Towards a Resilience Investigation Framework for High Performance Computing...

by Thomas J Naughton Iii
Publication Type
Thesis / Dissertation
Publication Date

As large-scale scientific computing platforms increase in size and capability, their complexity also grows. These systems require great care and attention, much of which is due to the rise in failures from increased node/component counts. Fault tolerance, or resilience, is a key challenge for computing and a major factor in the successful utilization of high-end scientific computing platforms. As the importance of fault tolerance increases, methods for ex- perimentation into new mechanisms and policies are critical. The methodical investigation of failure in these systems is hampered by their scale, and a lack of tools for controlled experimentation. The focus of this research is to provide a versatile, low-overhead platform for fault tolerance/resilience experimenta- tion in a high-performance computing (HPC) environment. The objective is to extend the HPC workflow and toolkit to provide ways for studying large-scale scientific applications at extreme scales with synthetic faults (errors) in a controlled environment.

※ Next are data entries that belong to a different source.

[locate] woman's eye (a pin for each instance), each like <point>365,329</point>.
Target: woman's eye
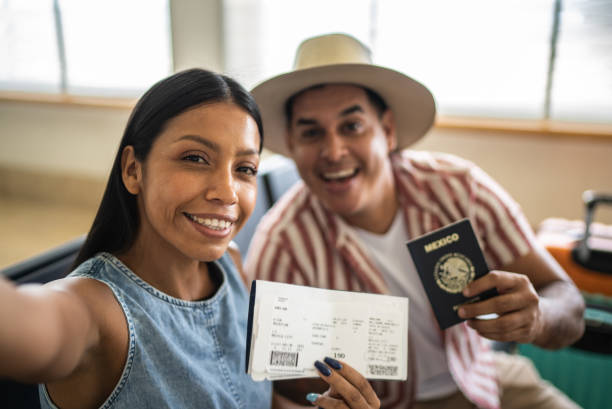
<point>195,158</point>
<point>248,170</point>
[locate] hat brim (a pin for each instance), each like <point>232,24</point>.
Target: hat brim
<point>412,104</point>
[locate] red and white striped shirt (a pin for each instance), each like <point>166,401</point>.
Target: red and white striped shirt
<point>299,241</point>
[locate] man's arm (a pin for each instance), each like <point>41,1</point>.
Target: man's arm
<point>537,303</point>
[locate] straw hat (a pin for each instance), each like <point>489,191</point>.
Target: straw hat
<point>340,58</point>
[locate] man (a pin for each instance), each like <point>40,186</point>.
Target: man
<point>343,121</point>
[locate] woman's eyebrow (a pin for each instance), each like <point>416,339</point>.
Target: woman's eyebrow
<point>215,147</point>
<point>210,144</point>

As part of this research we leverage prior work in the areas of HPC system software and performance evaluation tools to enable controlled experimentation through fault injection, while maintaining acceptable performance for scientific workloads. The research identifies two crucial characteristics that are balanced for fault-injection experiments: (i) integration (context), and (ii) isolation (protection). The result of this research is a Resilience Investigation Framework (RIF) that provides HPC users and developers a versatile experimental framework that balances integration and isolation when exploring resilience methods and policies in large-scale systems.